While the world is going through the plight of fighting with the pandemic, internet scammers are sending on average 18 million hoax emails about Covid-19 to Gmail users every day, according to Google.
The tech giant says the pandemic has led to an explosion of phishing attacks in which criminals try to trick users into revealing personal data, reports BBC.
The company said it was blocking more than 100 million phishing emails a day. Over the past week, almost a fifth were scam emails related to coronavirus.
The virus has now become the biggest phishing topic ever, tech firms say.
Google users are being sent a huge variety of emails often imposter responsible authorities such as WHO, authority from US officials or Governor's office etc in order to persuade them for downloading software or donate to bogus causes.
Cyber-criminals are also attempting to capitalise on government support packages by imitating public institutions.
The growth in coronavirus-themed phishing is being recorded by several cyber-security companies.
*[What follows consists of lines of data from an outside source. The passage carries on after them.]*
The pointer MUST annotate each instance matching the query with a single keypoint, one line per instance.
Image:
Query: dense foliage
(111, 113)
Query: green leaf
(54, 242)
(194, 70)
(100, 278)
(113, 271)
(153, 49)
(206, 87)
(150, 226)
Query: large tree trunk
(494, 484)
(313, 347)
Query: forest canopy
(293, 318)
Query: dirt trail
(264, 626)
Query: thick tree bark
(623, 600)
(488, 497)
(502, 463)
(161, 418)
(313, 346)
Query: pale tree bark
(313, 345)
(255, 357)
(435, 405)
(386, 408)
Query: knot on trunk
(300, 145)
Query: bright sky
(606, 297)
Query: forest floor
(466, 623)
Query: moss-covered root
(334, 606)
Google claimed, its machine-learning tools are able to block more than 99.9% of emails from reaching its users.
"Phishing attacks always share the common trait of inciting or depending on an emotion that causes us to act more hastily or think less about our actions at that moment in time," said independent security researcher Scott Helme.
"The coronavirus pandemic is a highly emotional topic right now and cyber-criminals clearly know this. They're hoping that the typical person might be more inclined to click through links or follow bad instructions if they use this lure."
Researchers have also found malicious websites and smartphone applications based on genuine coronavirus resources.
One malicious Android app claims to help track the spread of the virus, but instead infects the phone with ransomware and demands payment to restore the device.
Last week, the National Cyber Security Centre and the US Department of Homeland Security issued a joint advisory.
They said they had seen "an increasing number of malicious cyber-actors" that were "exploiting the current Covid-19 pandemic for their own objectives".
The NCSC has published advice on its website to help people avoid becoming the victim of a scam.